Зима 59-го была похожа на длинную, серую, бессонную ночь. Даже отец ждал весны, когда вернется солнце, и судья Хэнд с женой согреют нас своим веселым теплом. В письме к Хэндам он пишет о бесконечной зиме, о том, как ужасно по ним скучает, о том, как было бы здорово, если бы они жили в Корнише круглый год. Но отец мог на несколько недель уехать от снега и льда
Пока отца не было, дома случилась ужасная история. Тридцать пять лет она оставалась спрятанной глубоко во мне, за семью замками, и выплыла только, когда я сама рожала. После того как я промучилась схватками целые сутки и у меня уже на столе отошли воды, я вдруг исчезла, а мое место заняла трехлетняя девочка, которая кричит: «Я его не убивала, я не убивала малыша, я не хотела». Она умоляет акушерок поверить ей, рассказывает всю историю. Мне три года, из ванной доносятся ужасные звуки, те самые, что сейчас звучат у меня в ушах. Мама заперлась в ванной, а мне хочется писать. Я боюсь постучаться. Прячусь в своей комнате, затыкаю уши, но это не помогает.
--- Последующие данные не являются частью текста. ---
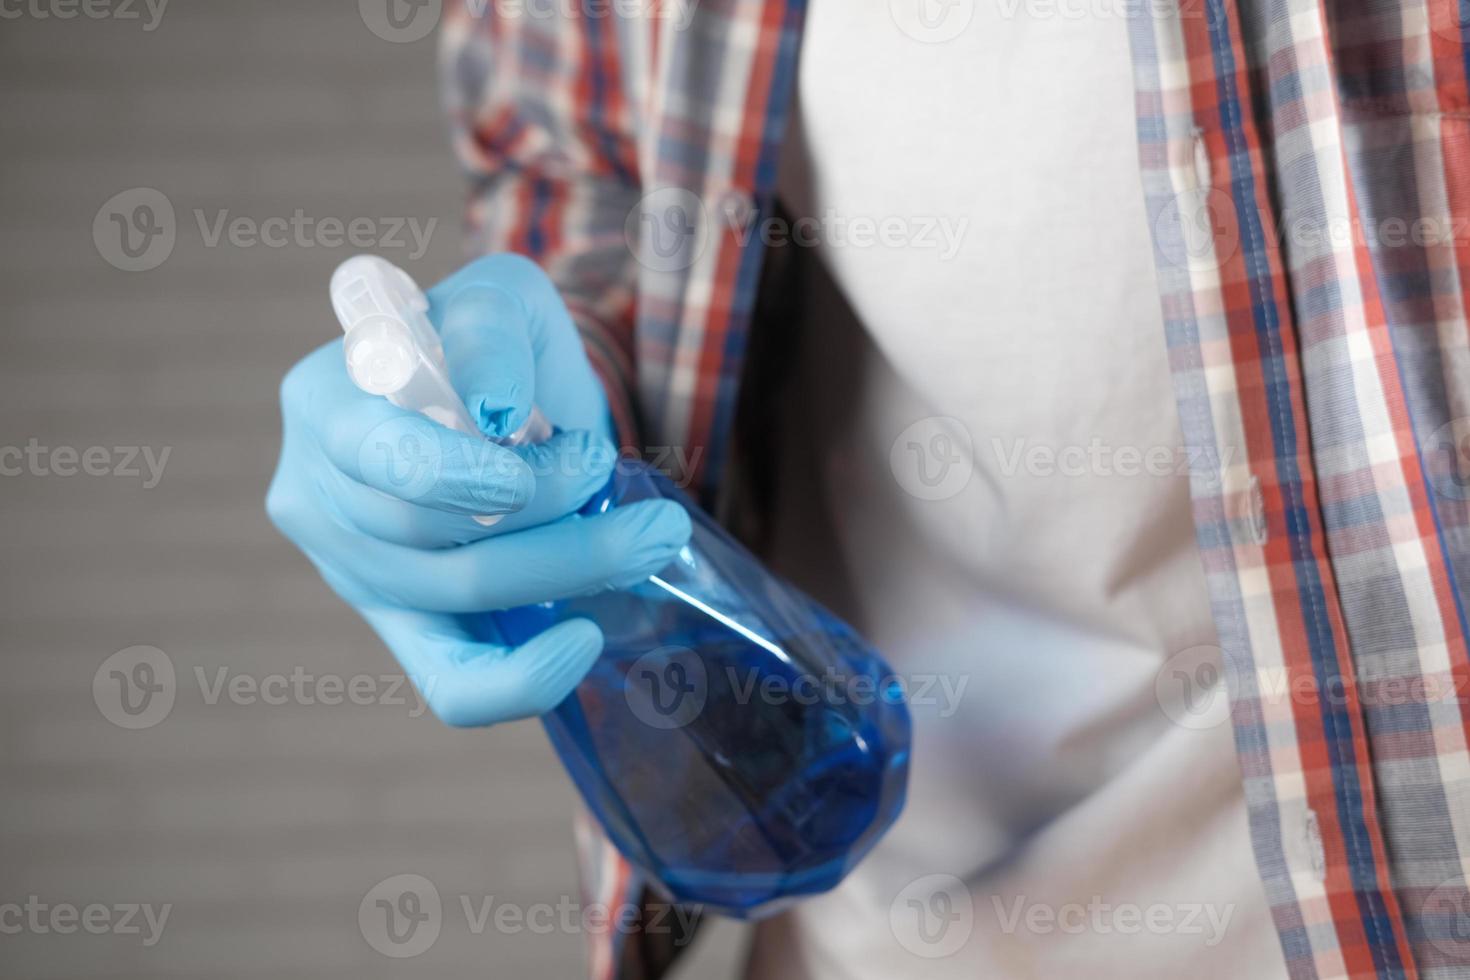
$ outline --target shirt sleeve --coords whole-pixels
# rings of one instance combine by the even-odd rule
[[[624,229],[641,191],[620,38],[641,24],[576,5],[553,16],[502,16],[496,6],[446,4],[440,35],[444,99],[470,180],[467,244],[541,265],[581,331],[622,444],[637,446],[637,266]],[[607,912],[607,924],[587,931],[591,976],[663,975],[697,913],[670,917],[585,811],[577,831],[585,908]]]
[[[443,96],[470,180],[467,244],[546,270],[581,330],[624,445],[635,443],[636,263],[624,237],[639,180],[619,38],[625,17],[445,5]]]

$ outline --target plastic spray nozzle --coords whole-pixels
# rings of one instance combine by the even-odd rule
[[[414,341],[443,356],[439,335],[429,323],[429,298],[413,278],[376,255],[355,255],[332,273],[332,309],[343,330],[375,317],[403,324]]]
[[[358,255],[332,273],[331,290],[354,384],[440,425],[484,437],[449,383],[444,347],[429,323],[428,297],[408,273],[376,256]],[[489,527],[500,517],[475,520]]]
[[[332,273],[331,291],[353,384],[447,428],[488,438],[449,382],[444,345],[429,322],[429,298],[408,273],[376,255],[356,255]],[[520,446],[548,439],[551,432],[533,407],[525,425],[495,441]],[[487,527],[499,519],[475,518]]]
[[[444,366],[429,301],[402,269],[372,255],[332,273],[332,309],[346,338],[347,373],[363,391],[468,435],[481,434]]]

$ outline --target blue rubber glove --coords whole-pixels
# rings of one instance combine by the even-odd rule
[[[527,259],[477,260],[428,293],[451,381],[491,436],[533,403],[562,430],[516,449],[467,436],[353,385],[335,340],[281,386],[284,436],[266,510],[382,637],[455,726],[542,714],[602,650],[585,619],[518,648],[465,614],[632,585],[667,565],[689,516],[647,501],[576,511],[616,462],[607,401],[555,288]],[[503,516],[491,527],[474,515]]]

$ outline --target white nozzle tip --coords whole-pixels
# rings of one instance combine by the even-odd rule
[[[342,341],[347,373],[370,395],[403,389],[418,370],[418,352],[408,328],[388,317],[361,320]]]
[[[413,277],[376,255],[354,255],[337,266],[329,288],[332,311],[343,330],[370,316],[407,321],[429,308]]]

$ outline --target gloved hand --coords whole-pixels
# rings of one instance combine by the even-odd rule
[[[537,266],[479,259],[429,290],[429,319],[471,418],[505,436],[533,403],[560,432],[503,448],[353,385],[334,340],[281,386],[284,437],[266,510],[455,726],[549,711],[602,650],[585,619],[518,648],[464,614],[620,588],[689,538],[670,501],[576,514],[615,463],[607,401],[570,314]],[[505,515],[484,527],[474,515]]]

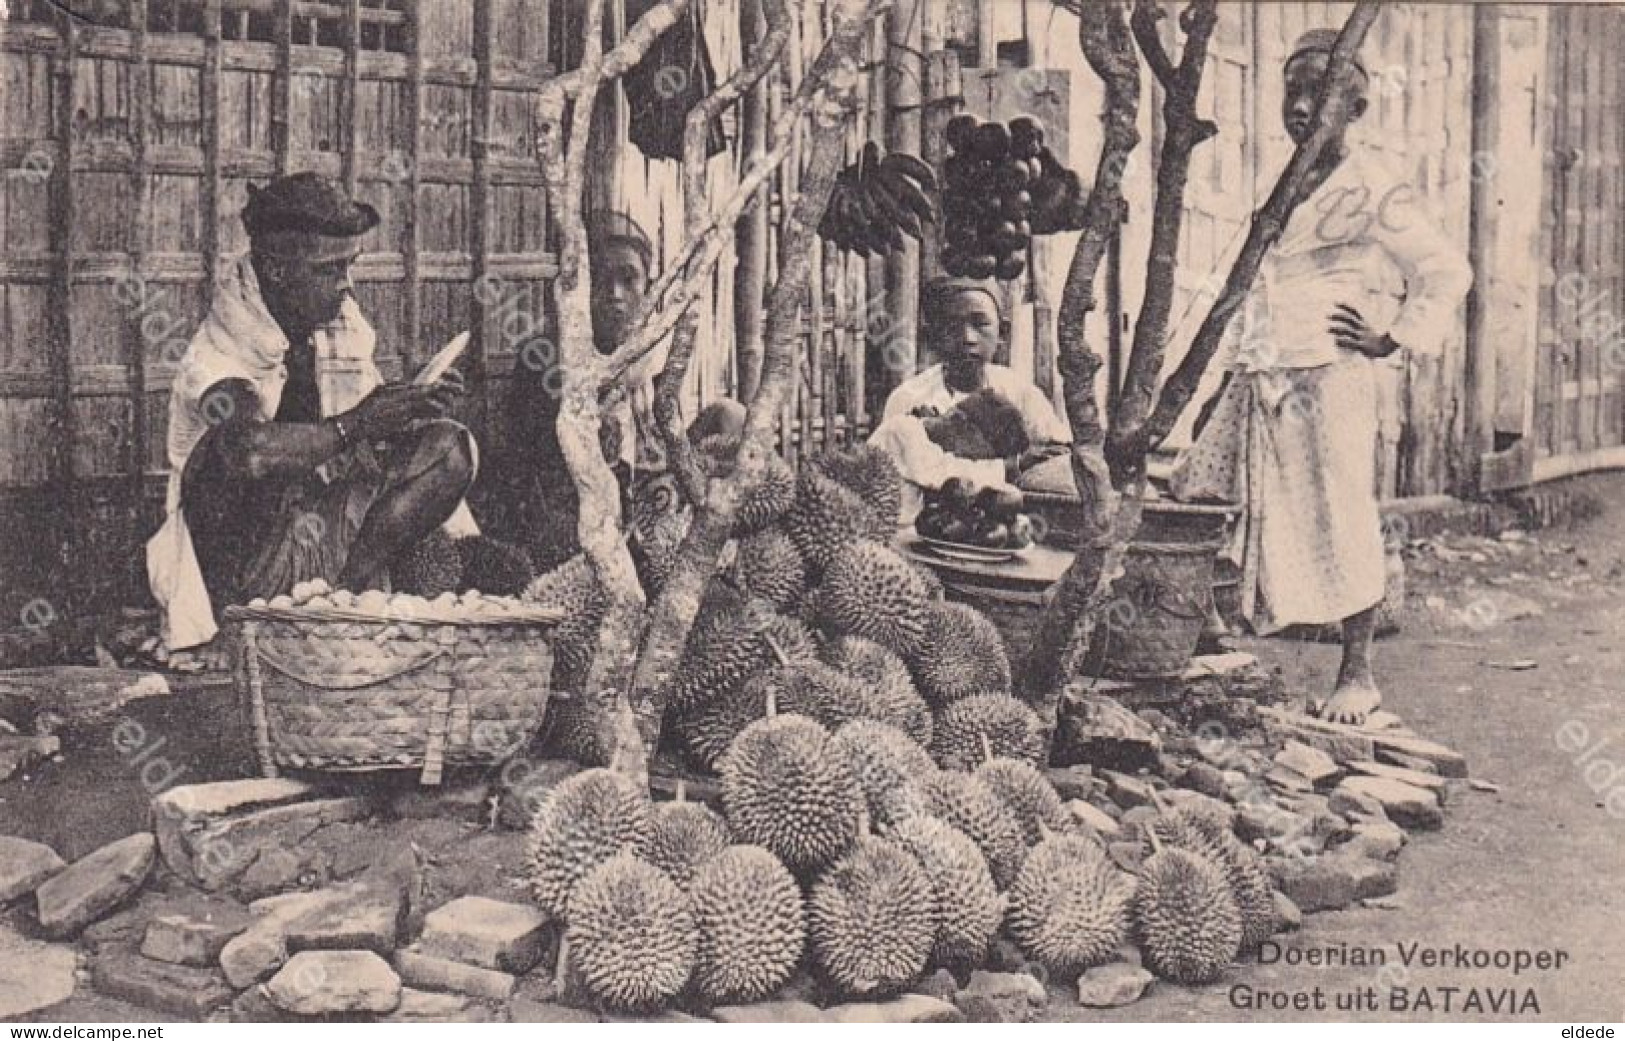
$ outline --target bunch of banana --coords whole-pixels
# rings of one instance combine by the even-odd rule
[[[894,253],[904,235],[919,239],[936,223],[936,190],[936,172],[924,161],[906,152],[882,159],[871,141],[836,177],[818,234],[859,256]]]

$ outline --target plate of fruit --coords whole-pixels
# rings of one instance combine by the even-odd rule
[[[1033,544],[1032,518],[1014,488],[974,489],[957,477],[927,489],[914,531],[938,556],[977,564],[1014,560]]]

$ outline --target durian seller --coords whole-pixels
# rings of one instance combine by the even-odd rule
[[[609,354],[632,331],[629,323],[655,273],[655,252],[638,223],[624,213],[595,210],[587,215],[588,265],[593,345]],[[557,423],[558,334],[549,326],[516,350],[513,378],[501,412],[501,448],[481,477],[475,509],[485,533],[523,547],[538,573],[549,571],[580,550],[576,539],[580,504],[564,462]],[[599,441],[622,491],[623,515],[633,515],[633,499],[652,510],[674,504],[675,488],[664,479],[665,465],[654,420],[651,359],[628,373],[624,391],[605,403]],[[701,410],[690,435],[737,434],[744,408],[721,401]]]
[[[902,472],[902,524],[919,514],[926,490],[950,478],[1008,488],[1072,439],[1032,380],[993,361],[1003,315],[988,283],[933,279],[921,290],[920,314],[921,342],[937,362],[892,391],[869,436]]]
[[[1281,116],[1294,142],[1312,132],[1336,41],[1312,30],[1288,54]],[[1358,119],[1358,58],[1355,75]],[[1317,708],[1358,723],[1382,702],[1371,667],[1384,587],[1378,367],[1442,349],[1472,269],[1413,187],[1346,140],[1310,183],[1231,325],[1223,382],[1171,487],[1187,501],[1243,505],[1226,553],[1254,631],[1342,623],[1342,663]]]
[[[350,283],[378,213],[314,173],[249,188],[249,251],[170,391],[169,488],[147,574],[171,653],[208,643],[215,609],[320,578],[387,580],[391,558],[438,526],[477,529],[462,505],[477,466],[448,418],[455,370],[385,383]]]

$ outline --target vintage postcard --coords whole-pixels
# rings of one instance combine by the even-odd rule
[[[0,0],[0,1021],[1614,1036],[1622,46]]]

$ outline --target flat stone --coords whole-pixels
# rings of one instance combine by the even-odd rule
[[[73,995],[78,953],[0,924],[0,1019],[27,1016]]]
[[[722,1005],[711,1010],[718,1023],[823,1023],[824,1011],[806,1001],[759,1001],[754,1005]]]
[[[1376,754],[1373,735],[1355,727],[1328,723],[1302,712],[1260,705],[1258,717],[1271,737],[1297,741],[1331,756],[1339,763],[1351,759],[1371,759]]]
[[[1291,770],[1312,786],[1328,784],[1343,772],[1337,760],[1324,751],[1295,740],[1289,740],[1275,753],[1275,765]]]
[[[464,896],[429,912],[418,947],[435,957],[523,973],[542,958],[546,926],[547,916],[534,907]]]
[[[388,1023],[468,1022],[474,999],[464,994],[442,994],[412,987],[401,988],[401,1003],[384,1017]]]
[[[1268,781],[1276,790],[1283,792],[1312,792],[1315,790],[1315,786],[1309,778],[1296,770],[1288,770],[1284,766],[1270,767],[1269,772],[1264,774],[1264,780]]]
[[[213,965],[231,938],[252,922],[248,912],[194,918],[185,914],[159,915],[147,925],[141,954],[173,965]]]
[[[1401,730],[1405,726],[1405,721],[1387,709],[1379,708],[1365,717],[1365,722],[1360,726],[1366,730]]]
[[[959,981],[947,969],[938,969],[914,987],[914,993],[924,994],[930,998],[940,998],[943,1001],[952,1001],[954,994],[959,990]]]
[[[1436,794],[1389,777],[1350,777],[1339,790],[1368,796],[1382,804],[1388,819],[1406,828],[1434,829],[1444,825],[1444,809]]]
[[[370,800],[351,796],[311,799],[209,820],[184,836],[192,853],[192,877],[204,889],[228,888],[261,856],[298,851],[321,828],[363,820],[372,811]]]
[[[508,1003],[510,1023],[599,1023],[598,1015],[586,1009],[561,1005],[556,1001],[538,1001],[516,996]]]
[[[1078,977],[1078,1004],[1087,1008],[1121,1008],[1145,995],[1156,977],[1138,965],[1109,962]]]
[[[1381,799],[1358,787],[1333,788],[1329,805],[1333,813],[1346,817],[1386,817],[1388,813],[1382,808]]]
[[[393,1012],[401,979],[372,951],[301,951],[265,984],[265,996],[298,1016]]]
[[[1200,679],[1206,676],[1231,676],[1258,668],[1256,655],[1246,651],[1225,651],[1221,654],[1198,654],[1191,659],[1185,667],[1184,679]]]
[[[411,949],[395,955],[395,967],[400,971],[401,979],[413,987],[451,991],[489,1001],[508,1000],[513,995],[516,982],[511,973],[465,965]]]
[[[1277,862],[1281,891],[1303,911],[1335,911],[1386,896],[1398,885],[1394,865],[1348,853]]]
[[[1430,764],[1434,770],[1445,777],[1466,777],[1467,760],[1461,753],[1435,741],[1421,737],[1407,737],[1398,734],[1379,734],[1376,737],[1376,755],[1362,758],[1376,758],[1384,762],[1398,763],[1400,766],[1409,766],[1397,756],[1406,756],[1412,760],[1420,759]]]
[[[1395,766],[1392,763],[1377,763],[1367,760],[1353,762],[1348,766],[1350,770],[1357,774],[1365,774],[1370,777],[1386,777],[1391,781],[1403,781],[1418,788],[1426,788],[1437,792],[1441,800],[1445,797],[1445,779],[1431,770],[1412,770],[1406,766]]]
[[[1029,1023],[1037,1018],[1047,998],[1044,985],[1024,972],[978,969],[954,995],[954,1004],[967,1022]]]
[[[1067,802],[1066,809],[1073,820],[1108,842],[1123,834],[1123,826],[1117,823],[1116,818],[1093,803],[1072,799]]]
[[[284,893],[249,905],[254,920],[220,951],[220,967],[241,990],[276,972],[296,952],[394,950],[403,895],[370,882],[348,882],[309,893]]]
[[[233,995],[217,971],[154,961],[119,946],[91,959],[90,983],[109,997],[193,1020],[229,1005]]]
[[[1155,789],[1149,781],[1116,770],[1103,770],[1101,775],[1106,781],[1106,796],[1125,810],[1155,802]]]
[[[0,905],[27,896],[65,867],[43,842],[0,835]]]
[[[1216,820],[1225,822],[1225,826],[1234,829],[1236,825],[1236,810],[1229,803],[1220,802],[1210,795],[1193,792],[1188,788],[1170,788],[1162,793],[1162,801],[1170,809],[1191,810],[1206,814]]]
[[[1275,900],[1275,931],[1292,933],[1303,928],[1303,910],[1292,902],[1292,898],[1279,889],[1270,895]]]
[[[152,835],[142,831],[74,861],[34,891],[40,928],[53,939],[77,935],[134,896],[157,856]]]
[[[824,1010],[831,1023],[963,1023],[965,1016],[940,998],[904,994],[890,1001],[861,1001]]]
[[[1384,818],[1362,817],[1354,822],[1354,837],[1338,850],[1373,860],[1393,860],[1404,846],[1405,829]]]
[[[1052,766],[1044,777],[1063,800],[1088,799],[1100,788],[1095,772],[1087,766]]]
[[[315,794],[312,785],[286,777],[176,785],[152,800],[152,830],[158,836],[158,851],[171,871],[195,882],[193,837],[211,822],[234,813],[299,802]]]
[[[1061,695],[1052,759],[1136,770],[1156,761],[1162,737],[1093,681],[1069,684]]]
[[[265,996],[264,985],[249,987],[237,995],[227,1015],[233,1023],[297,1023],[301,1019],[273,1005]]]
[[[32,737],[0,733],[0,781],[38,766],[62,750],[54,736]]]
[[[1212,763],[1196,762],[1179,775],[1179,786],[1215,799],[1224,798],[1224,771]]]
[[[502,765],[497,777],[497,820],[504,828],[530,827],[547,795],[560,782],[584,769],[572,759],[547,759],[521,753]]]

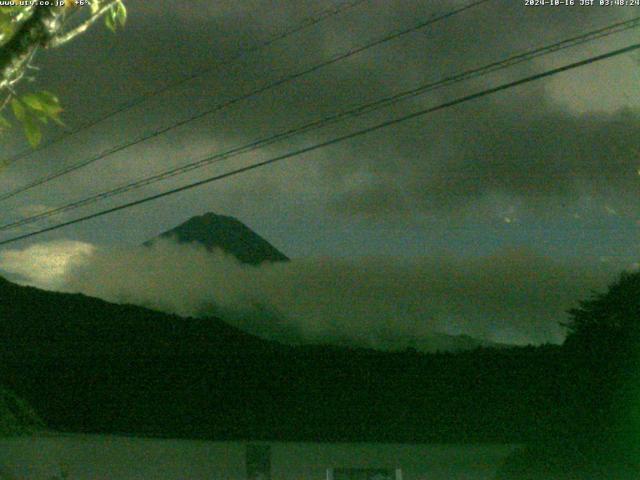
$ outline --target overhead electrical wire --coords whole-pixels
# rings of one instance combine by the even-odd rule
[[[630,52],[638,50],[638,49],[640,49],[640,43],[635,43],[635,44],[629,45],[629,46],[624,47],[624,48],[619,48],[619,49],[616,49],[616,50],[613,50],[613,51],[609,51],[609,52],[601,54],[601,55],[589,57],[589,58],[587,58],[585,60],[580,60],[578,62],[569,63],[569,64],[566,64],[566,65],[563,65],[562,67],[552,68],[552,69],[549,69],[549,70],[545,70],[544,72],[537,73],[537,74],[534,74],[534,75],[530,75],[530,76],[527,76],[527,77],[524,77],[524,78],[521,78],[521,79],[518,79],[518,80],[515,80],[515,81],[502,83],[502,84],[500,84],[500,85],[498,85],[496,87],[488,88],[488,89],[485,89],[485,90],[481,90],[479,92],[475,92],[475,93],[472,93],[472,94],[469,94],[469,95],[458,97],[458,98],[456,98],[454,100],[450,100],[450,101],[441,103],[441,104],[436,105],[434,107],[425,108],[425,109],[418,110],[418,111],[415,111],[415,112],[412,112],[412,113],[409,113],[409,114],[405,114],[405,115],[402,115],[402,116],[399,116],[399,117],[396,117],[396,118],[392,118],[390,120],[386,120],[384,122],[377,123],[377,124],[375,124],[373,126],[357,130],[355,132],[351,132],[351,133],[348,133],[348,134],[345,134],[345,135],[342,135],[342,136],[339,136],[339,137],[332,138],[330,140],[326,140],[326,141],[323,141],[323,142],[316,143],[316,144],[308,146],[308,147],[300,148],[300,149],[297,149],[297,150],[294,150],[294,151],[291,151],[291,152],[288,152],[288,153],[285,153],[285,154],[282,154],[282,155],[278,155],[276,157],[272,157],[272,158],[270,158],[268,160],[263,160],[261,162],[256,162],[256,163],[253,163],[251,165],[247,165],[247,166],[244,166],[244,167],[241,167],[241,168],[237,168],[237,169],[225,172],[225,173],[221,173],[221,174],[218,174],[218,175],[214,175],[212,177],[205,178],[203,180],[198,180],[196,182],[189,183],[187,185],[183,185],[183,186],[180,186],[180,187],[177,187],[177,188],[173,188],[173,189],[167,190],[165,192],[157,193],[155,195],[150,195],[150,196],[147,196],[147,197],[135,200],[135,201],[124,203],[122,205],[118,205],[118,206],[115,206],[115,207],[107,208],[107,209],[101,210],[99,212],[94,212],[92,214],[85,215],[85,216],[80,217],[80,218],[76,218],[74,220],[69,220],[69,221],[62,222],[62,223],[59,223],[59,224],[56,224],[56,225],[52,225],[50,227],[42,228],[42,229],[37,230],[35,232],[29,232],[29,233],[25,233],[23,235],[18,235],[18,236],[15,236],[15,237],[12,237],[12,238],[9,238],[9,239],[6,239],[6,240],[2,240],[2,241],[0,241],[0,245],[6,245],[6,244],[9,244],[9,243],[12,243],[12,242],[17,242],[18,240],[23,240],[23,239],[26,239],[26,238],[34,237],[36,235],[41,235],[41,234],[46,233],[46,232],[51,232],[53,230],[58,230],[58,229],[63,228],[63,227],[67,227],[67,226],[74,225],[74,224],[77,224],[77,223],[80,223],[80,222],[84,222],[84,221],[90,220],[92,218],[101,217],[103,215],[107,215],[107,214],[114,213],[114,212],[117,212],[117,211],[120,211],[120,210],[128,209],[128,208],[134,207],[136,205],[141,205],[143,203],[147,203],[147,202],[151,202],[153,200],[164,198],[164,197],[167,197],[169,195],[174,195],[174,194],[179,193],[179,192],[184,192],[186,190],[190,190],[192,188],[196,188],[196,187],[199,187],[199,186],[202,186],[202,185],[206,185],[206,184],[218,181],[218,180],[222,180],[224,178],[232,177],[232,176],[244,173],[244,172],[248,172],[248,171],[251,171],[251,170],[262,168],[262,167],[265,167],[267,165],[274,164],[276,162],[280,162],[280,161],[283,161],[283,160],[286,160],[286,159],[289,159],[289,158],[297,157],[297,156],[300,156],[300,155],[303,155],[303,154],[306,154],[306,153],[309,153],[309,152],[313,152],[313,151],[319,150],[321,148],[326,148],[326,147],[329,147],[329,146],[344,142],[346,140],[351,140],[351,139],[354,139],[354,138],[357,138],[357,137],[361,137],[363,135],[366,135],[366,134],[381,130],[383,128],[387,128],[387,127],[390,127],[392,125],[397,125],[399,123],[406,122],[408,120],[420,118],[420,117],[423,117],[423,116],[428,115],[430,113],[434,113],[434,112],[437,112],[437,111],[445,110],[447,108],[451,108],[453,106],[460,105],[462,103],[465,103],[465,102],[468,102],[468,101],[471,101],[471,100],[476,100],[478,98],[486,97],[488,95],[493,95],[495,93],[498,93],[498,92],[501,92],[501,91],[504,91],[504,90],[508,90],[510,88],[514,88],[514,87],[517,87],[517,86],[520,86],[520,85],[524,85],[526,83],[530,83],[530,82],[533,82],[533,81],[541,80],[543,78],[548,78],[548,77],[551,77],[551,76],[554,76],[554,75],[558,75],[560,73],[563,73],[563,72],[566,72],[566,71],[569,71],[569,70],[573,70],[575,68],[579,68],[579,67],[583,67],[583,66],[586,66],[586,65],[590,65],[590,64],[593,64],[593,63],[596,63],[596,62],[600,62],[602,60],[606,60],[606,59],[613,58],[613,57],[616,57],[616,56],[619,56],[619,55],[623,55],[625,53],[630,53]]]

Шум прекращается. Я слышу, как хлопает дверь, и мама спускается через холл в спальню. Тогда я на цыпочках выхожу из своей комнаты и пробираюсь в ванную. Я так долго терпела, что срочно должна пописать, иначе придется сидеть в холодной, мокрой одежде, пока кто-нибудь не найдет меня. Кто знает, как долго придется ждать. Чуть меньше, чем целую вечность. Я врываюсь, едва успев, сажусь на стульчак и писаю. Потом встаю и, как воспитанный ребенок, спускаю за собой воду. Мамин крик: «Не спускай воду. Не спускай!» — доносится до меня, слишком поздно. Я смотрю вниз и вижу в унитазе младенца — он мокрый, он в крови, но он настоящий. А я его убила.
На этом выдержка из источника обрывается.